We Are Marching Along: Martha's Vineyard and the Civil War
On exhibit through April 12, 2012
Using the museum's collections and contemporary newspaper accounts, letters, and diaries, visitors will discover how the Civil War affected life on the Island and see the war through the eyes of some of the men who fought, and some who stayed home: Elisha Smith, the only Vineyarder to fight at Gettysburg; Alfred Rose, a Wampanoag boy who enlisted only to die two months later in battle at Petersburg, Virginia; Edgar Marchant, the fiery editor of the Vineyard Gazette who urged readers to "fight until every rebel is exterminated;" Charles Macreading Vincent, who described his wartime experiences in letters home; and Thomas M. Peakes, witness to the bombardment of a Confederate ship that was flying the flag of surrender.

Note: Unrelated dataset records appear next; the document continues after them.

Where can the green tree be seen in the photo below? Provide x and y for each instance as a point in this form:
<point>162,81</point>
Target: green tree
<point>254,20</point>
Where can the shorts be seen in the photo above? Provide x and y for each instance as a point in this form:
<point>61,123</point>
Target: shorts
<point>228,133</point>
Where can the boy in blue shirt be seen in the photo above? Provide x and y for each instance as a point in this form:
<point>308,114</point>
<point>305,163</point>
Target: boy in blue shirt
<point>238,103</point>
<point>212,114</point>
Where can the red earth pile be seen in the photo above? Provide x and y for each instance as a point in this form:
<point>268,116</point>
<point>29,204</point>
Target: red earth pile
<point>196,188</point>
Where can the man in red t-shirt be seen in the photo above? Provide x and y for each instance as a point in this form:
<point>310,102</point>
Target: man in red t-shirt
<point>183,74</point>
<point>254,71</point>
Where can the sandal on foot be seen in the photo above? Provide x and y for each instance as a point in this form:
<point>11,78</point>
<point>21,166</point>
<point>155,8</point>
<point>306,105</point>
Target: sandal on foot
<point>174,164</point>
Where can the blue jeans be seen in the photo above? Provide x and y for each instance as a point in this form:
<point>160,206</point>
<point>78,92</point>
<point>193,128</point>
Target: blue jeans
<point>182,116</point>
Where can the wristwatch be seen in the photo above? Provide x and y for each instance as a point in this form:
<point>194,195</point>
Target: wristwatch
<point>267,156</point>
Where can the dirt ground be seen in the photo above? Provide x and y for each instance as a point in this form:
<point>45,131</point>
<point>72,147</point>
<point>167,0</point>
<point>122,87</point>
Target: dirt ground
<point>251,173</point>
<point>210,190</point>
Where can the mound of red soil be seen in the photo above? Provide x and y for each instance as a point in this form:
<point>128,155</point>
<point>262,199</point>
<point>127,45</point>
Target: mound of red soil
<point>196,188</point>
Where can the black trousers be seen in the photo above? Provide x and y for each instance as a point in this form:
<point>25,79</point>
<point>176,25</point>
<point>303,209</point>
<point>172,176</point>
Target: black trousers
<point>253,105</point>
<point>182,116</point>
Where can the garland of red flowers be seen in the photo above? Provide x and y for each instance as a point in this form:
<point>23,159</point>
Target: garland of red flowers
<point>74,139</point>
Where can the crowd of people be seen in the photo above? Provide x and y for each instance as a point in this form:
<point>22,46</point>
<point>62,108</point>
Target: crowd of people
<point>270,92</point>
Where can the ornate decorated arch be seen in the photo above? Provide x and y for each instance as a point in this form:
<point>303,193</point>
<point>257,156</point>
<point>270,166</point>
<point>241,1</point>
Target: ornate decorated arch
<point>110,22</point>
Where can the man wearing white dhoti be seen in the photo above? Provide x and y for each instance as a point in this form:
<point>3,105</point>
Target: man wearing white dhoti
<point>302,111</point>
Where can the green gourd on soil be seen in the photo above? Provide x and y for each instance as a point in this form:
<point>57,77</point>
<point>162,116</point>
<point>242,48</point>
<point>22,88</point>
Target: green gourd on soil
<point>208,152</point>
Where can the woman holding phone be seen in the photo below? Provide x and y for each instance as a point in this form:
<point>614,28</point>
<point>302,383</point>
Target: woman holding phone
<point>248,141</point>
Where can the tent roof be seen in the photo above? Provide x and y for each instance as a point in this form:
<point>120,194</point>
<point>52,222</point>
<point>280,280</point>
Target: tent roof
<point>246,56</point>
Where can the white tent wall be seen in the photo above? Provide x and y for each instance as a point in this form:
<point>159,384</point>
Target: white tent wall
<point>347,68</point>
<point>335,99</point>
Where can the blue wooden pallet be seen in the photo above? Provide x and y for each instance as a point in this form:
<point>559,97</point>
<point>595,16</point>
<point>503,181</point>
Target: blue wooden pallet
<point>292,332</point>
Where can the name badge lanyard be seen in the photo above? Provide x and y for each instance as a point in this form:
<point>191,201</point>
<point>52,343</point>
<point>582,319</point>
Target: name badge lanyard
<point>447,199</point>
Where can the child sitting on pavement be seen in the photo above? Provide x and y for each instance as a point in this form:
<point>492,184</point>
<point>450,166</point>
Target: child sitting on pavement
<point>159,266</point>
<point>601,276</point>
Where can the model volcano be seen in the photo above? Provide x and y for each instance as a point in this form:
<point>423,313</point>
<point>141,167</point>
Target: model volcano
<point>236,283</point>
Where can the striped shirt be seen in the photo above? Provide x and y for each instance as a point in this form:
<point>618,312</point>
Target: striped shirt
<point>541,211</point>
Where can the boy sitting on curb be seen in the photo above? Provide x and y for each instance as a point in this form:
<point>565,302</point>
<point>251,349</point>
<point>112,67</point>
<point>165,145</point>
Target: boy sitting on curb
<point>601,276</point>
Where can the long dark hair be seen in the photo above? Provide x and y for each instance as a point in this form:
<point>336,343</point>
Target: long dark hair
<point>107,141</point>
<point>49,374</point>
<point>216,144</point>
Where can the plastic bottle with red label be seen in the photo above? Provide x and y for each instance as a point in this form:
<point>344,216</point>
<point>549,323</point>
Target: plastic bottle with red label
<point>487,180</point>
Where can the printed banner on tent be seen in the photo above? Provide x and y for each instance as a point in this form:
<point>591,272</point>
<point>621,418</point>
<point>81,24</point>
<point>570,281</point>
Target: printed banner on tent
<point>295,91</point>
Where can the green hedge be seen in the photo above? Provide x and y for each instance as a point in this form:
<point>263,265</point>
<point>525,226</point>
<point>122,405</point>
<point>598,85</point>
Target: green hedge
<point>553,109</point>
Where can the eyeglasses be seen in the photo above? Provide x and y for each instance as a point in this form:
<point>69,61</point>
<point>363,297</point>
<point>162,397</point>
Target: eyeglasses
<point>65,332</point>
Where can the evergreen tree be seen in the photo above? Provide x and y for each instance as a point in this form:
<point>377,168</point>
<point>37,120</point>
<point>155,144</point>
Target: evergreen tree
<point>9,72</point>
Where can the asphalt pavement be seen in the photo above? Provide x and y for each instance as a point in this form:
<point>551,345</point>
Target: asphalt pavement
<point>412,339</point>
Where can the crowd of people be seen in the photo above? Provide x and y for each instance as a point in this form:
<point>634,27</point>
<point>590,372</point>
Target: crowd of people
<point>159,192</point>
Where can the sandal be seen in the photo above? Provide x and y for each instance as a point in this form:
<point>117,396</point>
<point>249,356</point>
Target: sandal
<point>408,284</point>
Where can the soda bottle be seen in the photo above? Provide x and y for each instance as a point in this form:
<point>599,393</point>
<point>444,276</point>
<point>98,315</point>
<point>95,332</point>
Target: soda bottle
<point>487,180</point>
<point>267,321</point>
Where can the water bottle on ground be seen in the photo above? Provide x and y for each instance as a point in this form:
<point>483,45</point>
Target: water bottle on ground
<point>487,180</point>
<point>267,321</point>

One hundred and fifty years ago, when the Civil war began, many of the Island's men were already away from home, working at sea. This did not exempt the towns from their quotas once the draft was instituted. Islanders' changing attitudes toward the war, the struggle to fill quotas, and to count the men already serving in the Navy toward the draft quotas, are all recorded in the Vineyard Gazette from 1861 through 1865. The paper also chronicles daily life, making it clear that war was not always uppermost in the minds of the people who lived here. Gazette reports from the Agricultural Fair and photographs of Methodist camp meetings can be seen in the exhibit alongside rosters of enlisted men, a petition to the Commonwealth asking for fairer treatment in the draft, and a brilliantly-colored boy's uniform.